Certains secteurs sont plus vulnérables que d’autres. Aussi le bassin versant Allan-Savoureuse qui comporte l’aire urbaine de Montbéliard et Belfort est particulièrement sensible de par les enjeux humains, matériels et économiques qu’il comporte.

D’autres zones à enjeux sont identifiées dans les grandes vallées alluviales du Doubs (à Besançon, en région Doloise et en Basse Vallée), de la Saône (à Gray et alentours), de la Loue (à Ornans, en Basse Vallée, à Parcey…) et localement, du Durgeon (Vesoul) ou de la Seille (Jura). Les enjeux y sont à la fois plus modestes et isolés.

En basse vallée du Doubs, le risque est quantitativement plus faible mais ce secteur présente un très large champ d’expansion de crue qui isole des communes, sans que cela ne représente un grand nombre de personnes. L’inondation est souvent plus longue sur ces secteurs de plaine, elle est aussi moins rapide (il faut plusieurs jours à la montée des eaux pour atteindre le pic de crue ce qui laisse un temps de préparation à la crise).
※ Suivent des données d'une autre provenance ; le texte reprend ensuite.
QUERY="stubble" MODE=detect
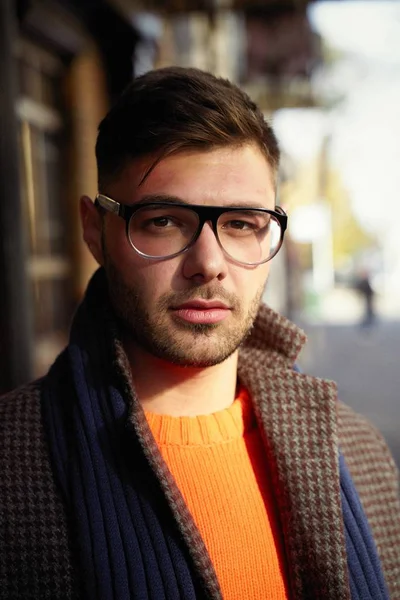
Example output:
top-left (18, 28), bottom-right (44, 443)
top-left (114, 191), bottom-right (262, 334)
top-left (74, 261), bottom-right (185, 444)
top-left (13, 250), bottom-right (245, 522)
top-left (104, 256), bottom-right (265, 368)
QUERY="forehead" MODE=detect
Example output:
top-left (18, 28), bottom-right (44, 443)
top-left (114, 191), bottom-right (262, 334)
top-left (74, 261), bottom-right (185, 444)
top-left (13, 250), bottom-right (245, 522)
top-left (107, 145), bottom-right (276, 208)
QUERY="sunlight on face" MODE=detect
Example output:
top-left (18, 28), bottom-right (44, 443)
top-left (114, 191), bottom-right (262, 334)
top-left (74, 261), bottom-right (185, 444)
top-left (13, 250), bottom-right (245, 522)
top-left (102, 145), bottom-right (276, 367)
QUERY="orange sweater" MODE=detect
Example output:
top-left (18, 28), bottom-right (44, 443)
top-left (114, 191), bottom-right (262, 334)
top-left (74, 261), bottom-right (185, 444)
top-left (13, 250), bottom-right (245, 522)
top-left (145, 387), bottom-right (288, 599)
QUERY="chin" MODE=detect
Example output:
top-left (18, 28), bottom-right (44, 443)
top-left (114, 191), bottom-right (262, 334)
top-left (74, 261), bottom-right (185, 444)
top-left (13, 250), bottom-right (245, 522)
top-left (154, 341), bottom-right (239, 368)
top-left (130, 319), bottom-right (247, 368)
top-left (169, 356), bottom-right (232, 368)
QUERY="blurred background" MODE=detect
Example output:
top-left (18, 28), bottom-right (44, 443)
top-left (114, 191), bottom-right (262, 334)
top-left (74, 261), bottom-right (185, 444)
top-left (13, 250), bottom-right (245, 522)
top-left (1, 0), bottom-right (399, 463)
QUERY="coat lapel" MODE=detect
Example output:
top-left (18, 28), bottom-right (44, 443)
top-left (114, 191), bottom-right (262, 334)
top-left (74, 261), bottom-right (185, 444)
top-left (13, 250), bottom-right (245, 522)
top-left (238, 306), bottom-right (350, 599)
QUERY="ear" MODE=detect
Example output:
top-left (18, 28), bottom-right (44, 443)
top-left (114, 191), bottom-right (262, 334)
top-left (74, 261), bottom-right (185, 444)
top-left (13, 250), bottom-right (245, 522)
top-left (80, 195), bottom-right (104, 266)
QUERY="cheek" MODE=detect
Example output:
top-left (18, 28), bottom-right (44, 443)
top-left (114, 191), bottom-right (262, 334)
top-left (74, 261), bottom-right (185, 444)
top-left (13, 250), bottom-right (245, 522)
top-left (103, 222), bottom-right (181, 303)
top-left (105, 219), bottom-right (150, 279)
top-left (125, 260), bottom-right (178, 304)
top-left (105, 219), bottom-right (130, 261)
top-left (232, 264), bottom-right (270, 300)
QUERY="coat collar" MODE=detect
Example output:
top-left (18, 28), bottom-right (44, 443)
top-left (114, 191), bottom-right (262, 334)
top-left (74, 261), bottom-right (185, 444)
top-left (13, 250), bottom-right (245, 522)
top-left (238, 304), bottom-right (350, 598)
top-left (241, 302), bottom-right (307, 366)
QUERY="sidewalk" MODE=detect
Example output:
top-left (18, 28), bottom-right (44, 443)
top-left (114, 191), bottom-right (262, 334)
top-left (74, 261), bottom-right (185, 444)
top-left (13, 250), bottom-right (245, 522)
top-left (297, 292), bottom-right (400, 467)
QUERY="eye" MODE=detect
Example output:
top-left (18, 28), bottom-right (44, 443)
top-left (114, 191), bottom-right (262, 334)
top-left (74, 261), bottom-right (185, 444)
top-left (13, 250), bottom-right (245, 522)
top-left (219, 210), bottom-right (270, 233)
top-left (223, 219), bottom-right (264, 234)
top-left (226, 220), bottom-right (258, 231)
top-left (151, 216), bottom-right (175, 228)
top-left (141, 215), bottom-right (184, 231)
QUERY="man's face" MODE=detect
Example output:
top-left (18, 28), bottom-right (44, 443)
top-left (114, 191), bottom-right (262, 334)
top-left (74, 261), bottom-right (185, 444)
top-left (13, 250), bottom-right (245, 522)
top-left (96, 145), bottom-right (276, 367)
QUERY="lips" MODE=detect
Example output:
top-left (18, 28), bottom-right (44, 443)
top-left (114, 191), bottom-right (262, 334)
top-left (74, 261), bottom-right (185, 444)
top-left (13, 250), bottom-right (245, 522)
top-left (171, 299), bottom-right (231, 324)
top-left (173, 300), bottom-right (230, 310)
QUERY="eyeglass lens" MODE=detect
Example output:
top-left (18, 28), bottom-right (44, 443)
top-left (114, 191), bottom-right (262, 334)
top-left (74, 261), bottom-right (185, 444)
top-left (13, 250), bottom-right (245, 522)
top-left (128, 204), bottom-right (282, 264)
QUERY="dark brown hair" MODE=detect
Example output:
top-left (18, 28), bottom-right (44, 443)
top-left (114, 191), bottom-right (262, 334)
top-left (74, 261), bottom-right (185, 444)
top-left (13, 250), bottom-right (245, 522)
top-left (96, 66), bottom-right (280, 189)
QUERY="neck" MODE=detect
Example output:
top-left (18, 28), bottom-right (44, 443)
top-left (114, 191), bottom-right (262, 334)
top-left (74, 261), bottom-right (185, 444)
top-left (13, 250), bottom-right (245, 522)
top-left (124, 342), bottom-right (239, 417)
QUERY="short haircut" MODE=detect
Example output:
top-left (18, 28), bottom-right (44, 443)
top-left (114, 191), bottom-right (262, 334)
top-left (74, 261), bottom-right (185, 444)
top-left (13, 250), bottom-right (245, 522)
top-left (96, 66), bottom-right (280, 190)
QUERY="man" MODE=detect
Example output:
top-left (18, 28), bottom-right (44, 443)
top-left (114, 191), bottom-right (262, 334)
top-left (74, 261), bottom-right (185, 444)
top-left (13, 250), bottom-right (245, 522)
top-left (0, 67), bottom-right (399, 600)
top-left (355, 269), bottom-right (376, 328)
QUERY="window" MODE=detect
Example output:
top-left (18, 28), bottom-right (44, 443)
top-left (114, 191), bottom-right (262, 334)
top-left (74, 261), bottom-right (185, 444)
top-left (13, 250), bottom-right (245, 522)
top-left (17, 39), bottom-right (71, 376)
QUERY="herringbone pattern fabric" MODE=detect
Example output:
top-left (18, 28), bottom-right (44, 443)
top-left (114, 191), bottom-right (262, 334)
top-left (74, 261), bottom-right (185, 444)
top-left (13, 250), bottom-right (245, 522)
top-left (0, 381), bottom-right (80, 600)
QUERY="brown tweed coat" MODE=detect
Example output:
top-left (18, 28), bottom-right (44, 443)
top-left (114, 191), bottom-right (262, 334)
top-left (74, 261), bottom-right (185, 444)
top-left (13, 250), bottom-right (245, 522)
top-left (0, 305), bottom-right (399, 600)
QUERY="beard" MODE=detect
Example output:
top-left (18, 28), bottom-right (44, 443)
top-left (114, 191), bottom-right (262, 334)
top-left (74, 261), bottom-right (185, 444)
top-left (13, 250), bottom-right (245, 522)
top-left (103, 255), bottom-right (265, 368)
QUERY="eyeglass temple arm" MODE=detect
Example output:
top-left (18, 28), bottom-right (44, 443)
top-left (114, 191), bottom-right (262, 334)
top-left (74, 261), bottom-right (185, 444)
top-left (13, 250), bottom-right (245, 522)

Sur certains secteurs, l’altération morphologique des cours d’eau aggrave le risque inondation : basse vallée du Doubs et de la Loue, Allan. Ces altérations sont principalement dues à des travaux d’importance menés durant les 19ième et 20ième siècle pour tenter de maîtriser les inondations : coupures de méandres, construction d’ouvrage de protection des terres agricoles, enrochements massifs des berges, création de seuils, modification de la confluence entre le Doubs et la Loue, etc.).

Sur les plateaux et rivières en domaine karstique, les enjeux sont également plus restreints, surtout sur les plateaux eux-mêmes, que l’on peut considérer à risque très faible. Il subsiste quelques secteurs, notamment en vallée de la Loue et ses affluents, qui forment de manière sporadique des zones d’enjeux à rappeler (Ornans, Chouzelot-Quingey sur la Loue, Salins les Bains sur la Furieuse, Lons le Saunier et Saint Claude sur la Bienne-Tacon). Comparativement au secteur Belfort/Montbéliard, le risque est globalement moins élevé, mais les enjeux y sont vulnérables car dans ces vallées karstiques l’inondation peut être brutale, y compris en période estivale suite à des orages violents (Juin 1953).

Le risque est toutefois bien pris en compte en Franche-Comté.

Zoom sur… le risque inondation dans l’Aire urbaine Belfort-Montbéliard-Héricourt-Delle

L’aire urbaine Belfort-Montbéliard est un territoire fortement peuplé pour une région à dominante rurale, avec une densité bien supérieure au double de la densité moyenne française avec 248 hab/km² pour une population de plus de 300 000 habitants.

L’aire urbaine constitue le principal pôle économique historique de la région. Son passé est marqué d’une histoire industrielle intimement liée au développement de l’automobile de Peugeot et d’Alstom.

C’est également la zone à risques inondation la plus significative de la région Franche-Comté. Sa vulnérabilité globale est importante du fait de l’artificialisation des bassins versants et plaines alluviales et d’une hydrographie complexe (confluence de 3 rivières principales et de 4 affluents plus modestes). Le secteur des agglomérations de Belfort-Montbéliard a été désigné comme Territoire à Risque Important (parmi les 34 du bassin Rhône Méditerranée). En termes d’enjeux, il se caractérise par 89 673 personnes potentiellement menacées, avec des risques ayant des impacts sur 68 408 emplois.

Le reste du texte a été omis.